The Zambia National Community Resources Board Association (ZNCRBA) has called for the immediate suspension of trophy hunting in all hunting blocks until the government releases all funds owed to communities through the individual Community Resource Boards (CRBs).
According to a statement from the CRBs, communities have received no concession fees since 2016 and no hunting revenue since 2018. By law, the communities are entitled to 20% of the concession fees and 50% of the hunting revenue. The chiefs who run the communities are owed a 5% share of both.
Wildlife areas in Zambia are divided into the national parks (where no hunting is allowed) and game management areas (GMA), which act as a buffer between the parks, farmlands and private hunting reserves.

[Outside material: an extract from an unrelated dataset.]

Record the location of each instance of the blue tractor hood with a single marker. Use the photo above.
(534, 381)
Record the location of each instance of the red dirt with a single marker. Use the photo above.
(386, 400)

Legally, there has to be revenue-sharing from hunting and concession fees with the communities in the GMAs.
The CRBs have withdrawn their signatures to all the hunting permits in their areas and have refused to sign any others. This will stop any trophy hunting in future unless the government pays the funds owed.
The CRBs have been using these funds to support the employment of over 1 000 community scouts, community coordinators and bookkeepers, and to support community development projects (including the establishment of bore holes, schools and clinics) in the GMAs.
The Zambia Wildlife Act of 2015 recognises the communities as co-managers of wildlife within the GMAs. The CRBs are also the signatories to hunting concession agreements, with trophy hunting having become a major source of income for them.
The CRBs have two demands: firstly, to allow hunting operators to pay the CRBs their share of the revenue directly, and vice versa for government fees; this would have avoided the current problems, they say. And secondly, the CRBs want the sharing of concession fees to be reviewed in order to allow the communities to receive a higher share as the land owners in GMAs.
“We would like the nation and stakeholders to know that as communities, we have made every effort to engage and negotiate with the government on how best to resolve these issues, without success; and to ensure that the business of continuing with hunting which does not bring the revenues to communities be declared null and void,” reads the ZNCRBA statement.